Serial blood-based analysis of AR-V7 in men with advanced prostate cancer

Abstract

Background: We previously showed that pretreatment detection of androgen receptor splice variant-7 (AR-V7) in circulating tumor cells (CTCs) from men with castration-resistant prostate cancer is associated with resistance to abiraterone and enzalutamide, but not to taxane chemotherapies. Here, we conducted serial measurements of AR-V7 and evaluated patterns of longitudinal AR-V7 dynamics over the course of multiple sequential therapies.

Patients and methods: Metastatic prostate cancer patients treated at Johns Hopkins with AR-directed therapies or taxane chemotherapies underwent serial liquid biopsies for CTC-based AR-V7 analysis at baseline, during therapy, and at progression. We used a CTC enrichment platform followed by multiplexed reverse-transcription polymerase chain reaction analysis to detect full-length androgen receptor and AR-V7 transcripts. Patients selected for inclusion in this report were those who provided ≥4 CTC samples, at least one of which was AR-V7 positive, over the course of ≥2 consecutive therapies.
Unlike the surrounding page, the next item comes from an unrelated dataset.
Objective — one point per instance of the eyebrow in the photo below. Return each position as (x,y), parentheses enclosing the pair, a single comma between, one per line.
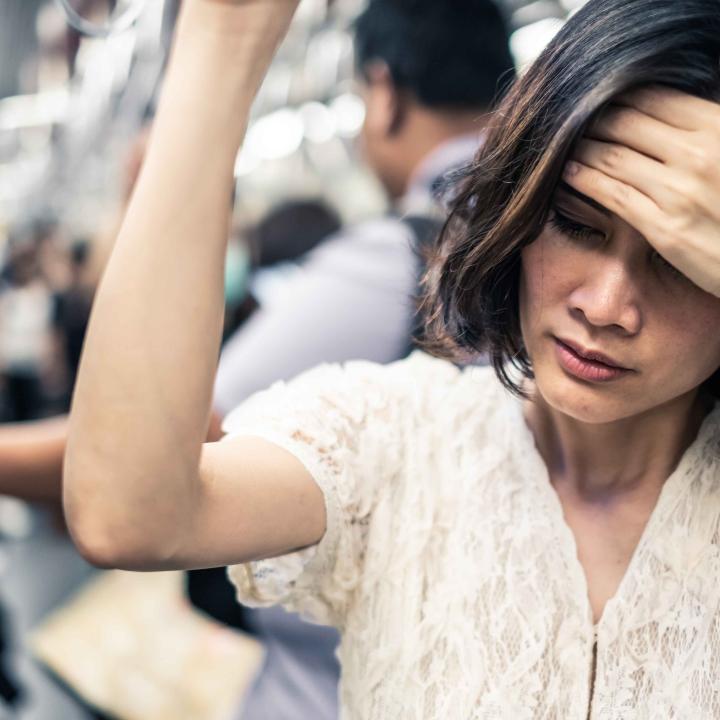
(584,198)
Results: We identified 14 patients who received a total of 37 therapies and contributed 70 CTC samples for AR-V7 analysis during a median follow-up period of 11 months. Three patients remained AR-V7 positive during the entire course of therapy. The remainder underwent transitions in AR-V7 status: there were eight instances of 'conversions' from AR-V7-negative to -positive status (during treatment with first-line androgen deprivation therapy, abiraterone, enzalutamide, and docetaxel), and six instances of 'reversions' from AR-V7-positive to -negative status (during treatment with docetaxel and cabazitaxel).

Conclusions: AR-V7 is a dynamic marker, and transitions in AR-V7 status may reflect selective pressures on the tumor exerted by therapeutic interventions. While 'conversions' to AR-V7-positive status were observed with both AR-directed therapies and taxane chemotherapies, 'reversions' to AR-V7-negative status only occurred during taxane therapies. Serial blood-based AR-V7 testing is feasible in routine clinical practice, and may provide insights into temporal changes in tumor evolution.

Keywords: AR-V7; androgen receptor; circulating tumor cell; prostate cancer; splice variant.

© The Author 2015. Published by Oxford University Press on behalf of the European Society for Medical Oncology. All rights reserved. For permissions, please email: journals.permissions@oup.com.

Figures

Figure 1.

Swimmer plot indicating treatments that patients received, along with timing (and AR-V7 status) of CTC sampling, and whether or not PSA responses occurred during each therapy. Shaded boxes indicate failure to achieve PSA response; unshaded boxes indicate achievement of 50% PSA reduction on therapy. Percentage values indicate best PSA response. Daggers indicate deceased patient. Thirteen of 14 patients have previously been included in our prior publications, but only in the context of a single therapy.

Figure 2.

Quantification of AR-V7/AR-FL ratios in patients with conversions and reversions in AR-V7 status with AR-directed therapies or taxane chemotherapies. (A) Patients undergoing conversions from AR-V7-negative to -positive status during treatment with AR-directed therapies (ADT, abiraterone, and enzalutamide) as well as docetaxel chemotherapy. Percentage values indicate ratio of AR-V7 to AR-FL transcripts. Note that positive AR-FL values may not appear due to Log conversion of AR-FL transcript copy numbers. (B) Patients undergoing reversions from AR-V7-positive to -negative status during treatment with taxane chemotherapy (docetaxel or cabazitaxel). Percentage values indicate ratio of AR-V7 to AR-FL transcripts. Note that positive AR-FL values may not appear due to Log conversion of AR-FL transcript copy numbers.